Du hast doch oft genug das Gegentheil erfahren.“
Reinhold wandte sich vollends zu ihr und trat vom Balcon zurück.
„Ich weiß, daß Du lieben kannst,“ entgegnete er milder, „heiß und voll lieben. Aber Du kannst auch quälen mit dieser Liebe; das muß ich täglich empfinden.“
„Und dieser ‚Qual‘ möchtest Du entfliehen, wenigstens auf einige Zeit?“
Aus ihrer Stimme sprach ein herber Vorwurf. Almbach machte eine ungeduldige Bewegung.

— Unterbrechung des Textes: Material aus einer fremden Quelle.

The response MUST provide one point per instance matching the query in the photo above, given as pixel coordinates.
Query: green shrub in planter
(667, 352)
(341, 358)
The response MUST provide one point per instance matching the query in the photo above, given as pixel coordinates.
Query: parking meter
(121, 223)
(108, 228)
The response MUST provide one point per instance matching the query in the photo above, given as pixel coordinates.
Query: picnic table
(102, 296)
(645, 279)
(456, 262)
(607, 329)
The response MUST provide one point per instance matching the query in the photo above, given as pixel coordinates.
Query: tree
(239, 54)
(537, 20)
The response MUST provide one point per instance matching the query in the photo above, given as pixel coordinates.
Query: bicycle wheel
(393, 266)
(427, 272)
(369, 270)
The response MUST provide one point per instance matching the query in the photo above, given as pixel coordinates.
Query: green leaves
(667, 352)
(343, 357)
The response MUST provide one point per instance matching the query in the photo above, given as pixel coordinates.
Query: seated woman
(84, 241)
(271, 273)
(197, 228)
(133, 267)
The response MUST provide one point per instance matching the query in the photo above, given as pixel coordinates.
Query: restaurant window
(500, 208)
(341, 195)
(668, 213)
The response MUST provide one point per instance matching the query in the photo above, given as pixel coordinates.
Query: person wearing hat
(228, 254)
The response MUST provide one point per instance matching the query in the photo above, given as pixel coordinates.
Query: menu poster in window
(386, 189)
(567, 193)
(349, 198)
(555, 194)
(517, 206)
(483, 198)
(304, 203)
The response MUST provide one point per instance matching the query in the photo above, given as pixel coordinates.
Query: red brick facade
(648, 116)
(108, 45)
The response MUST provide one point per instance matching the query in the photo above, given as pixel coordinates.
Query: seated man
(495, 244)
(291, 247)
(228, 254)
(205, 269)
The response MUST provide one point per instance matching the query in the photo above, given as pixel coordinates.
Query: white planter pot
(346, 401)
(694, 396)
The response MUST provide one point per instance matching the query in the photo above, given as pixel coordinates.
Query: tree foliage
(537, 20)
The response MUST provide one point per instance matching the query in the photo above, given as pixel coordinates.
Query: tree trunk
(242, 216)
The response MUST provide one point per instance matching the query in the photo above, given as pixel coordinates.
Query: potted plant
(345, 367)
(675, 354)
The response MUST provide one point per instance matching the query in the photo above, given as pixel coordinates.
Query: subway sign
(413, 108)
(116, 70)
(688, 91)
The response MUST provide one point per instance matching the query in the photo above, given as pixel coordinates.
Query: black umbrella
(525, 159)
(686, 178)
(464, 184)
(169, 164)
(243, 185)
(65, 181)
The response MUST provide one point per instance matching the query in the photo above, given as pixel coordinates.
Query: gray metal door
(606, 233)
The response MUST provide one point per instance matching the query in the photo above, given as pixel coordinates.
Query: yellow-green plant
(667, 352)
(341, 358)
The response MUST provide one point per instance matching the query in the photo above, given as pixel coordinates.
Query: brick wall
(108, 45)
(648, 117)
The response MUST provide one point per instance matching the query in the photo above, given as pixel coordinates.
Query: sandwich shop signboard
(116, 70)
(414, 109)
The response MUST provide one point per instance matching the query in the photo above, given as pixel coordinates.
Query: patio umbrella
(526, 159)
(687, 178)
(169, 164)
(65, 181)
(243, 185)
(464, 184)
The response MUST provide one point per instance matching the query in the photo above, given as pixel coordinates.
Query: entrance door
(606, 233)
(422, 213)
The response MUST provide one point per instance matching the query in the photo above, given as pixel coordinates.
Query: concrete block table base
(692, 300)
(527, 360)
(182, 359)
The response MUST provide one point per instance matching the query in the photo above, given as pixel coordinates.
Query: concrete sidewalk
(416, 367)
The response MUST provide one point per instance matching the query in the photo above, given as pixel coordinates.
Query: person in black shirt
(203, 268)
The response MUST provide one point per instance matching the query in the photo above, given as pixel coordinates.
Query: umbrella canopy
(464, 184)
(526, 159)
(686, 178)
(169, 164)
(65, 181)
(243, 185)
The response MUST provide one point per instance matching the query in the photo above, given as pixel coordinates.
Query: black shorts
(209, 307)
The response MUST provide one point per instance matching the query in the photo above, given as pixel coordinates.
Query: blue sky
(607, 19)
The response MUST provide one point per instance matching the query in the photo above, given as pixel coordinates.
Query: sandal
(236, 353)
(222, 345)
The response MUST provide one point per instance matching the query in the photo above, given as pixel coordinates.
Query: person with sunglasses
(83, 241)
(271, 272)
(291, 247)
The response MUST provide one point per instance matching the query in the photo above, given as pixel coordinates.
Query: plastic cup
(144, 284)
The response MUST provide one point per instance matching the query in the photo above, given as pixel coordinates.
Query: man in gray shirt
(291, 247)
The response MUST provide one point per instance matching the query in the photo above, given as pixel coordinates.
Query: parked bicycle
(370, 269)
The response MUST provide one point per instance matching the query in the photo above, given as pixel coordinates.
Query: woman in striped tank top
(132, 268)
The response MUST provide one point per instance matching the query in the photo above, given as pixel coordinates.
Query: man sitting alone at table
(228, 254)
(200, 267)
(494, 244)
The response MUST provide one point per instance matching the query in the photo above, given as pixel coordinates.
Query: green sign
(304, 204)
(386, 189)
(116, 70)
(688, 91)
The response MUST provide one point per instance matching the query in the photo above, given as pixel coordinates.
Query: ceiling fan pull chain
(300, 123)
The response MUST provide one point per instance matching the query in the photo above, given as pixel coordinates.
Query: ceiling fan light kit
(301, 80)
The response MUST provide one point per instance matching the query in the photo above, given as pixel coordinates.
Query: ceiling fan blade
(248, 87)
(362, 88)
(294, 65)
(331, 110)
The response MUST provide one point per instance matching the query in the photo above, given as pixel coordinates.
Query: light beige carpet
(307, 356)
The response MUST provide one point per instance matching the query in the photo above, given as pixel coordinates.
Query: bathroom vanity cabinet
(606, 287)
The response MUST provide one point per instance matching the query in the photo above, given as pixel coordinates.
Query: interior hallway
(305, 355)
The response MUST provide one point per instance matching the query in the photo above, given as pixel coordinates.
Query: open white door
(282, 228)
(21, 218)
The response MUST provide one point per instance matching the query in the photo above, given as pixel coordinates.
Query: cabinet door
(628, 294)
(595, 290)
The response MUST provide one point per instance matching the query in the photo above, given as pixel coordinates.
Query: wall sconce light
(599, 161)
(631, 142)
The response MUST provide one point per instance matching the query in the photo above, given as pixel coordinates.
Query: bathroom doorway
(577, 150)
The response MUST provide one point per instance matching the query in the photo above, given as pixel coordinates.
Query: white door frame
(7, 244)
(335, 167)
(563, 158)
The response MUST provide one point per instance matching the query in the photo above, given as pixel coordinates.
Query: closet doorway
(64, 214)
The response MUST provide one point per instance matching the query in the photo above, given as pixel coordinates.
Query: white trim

„Ich suche Ruhe, Beatrice,“ sagte er, „und die finde ich nun einmal nicht in Deiner Nähe. Du kannst nur in fortwährender Gluth und Aufregung athmen; beides ist Dir Lebensbedingung, und Du reißest Deine ganze Umgebung mit Dir in den ewig lodernden Feuerkreis Deines Wesens. Ich – bin müde.“
„Der Gesellschaft, oder meiner?“ fragte Beatrice mit wieder aufblitzender Heftigkeit.
„Kannst Du es denn nicht lassen, in jedem Worte einen Stachel zu suchen?“ fuhr Reinhold auf. „Ich sehe, daß wir heute wieder einander nicht verstehen. Leb’ wohl!“
„Du gehst?“ rief die Italienerin halb erschreckt, halb drohend. „Und mit diesem Abschiede für eine wochenlange Trennung?“
Reinhold, der schon an der Thür war, besann sich und kehrte langsam um.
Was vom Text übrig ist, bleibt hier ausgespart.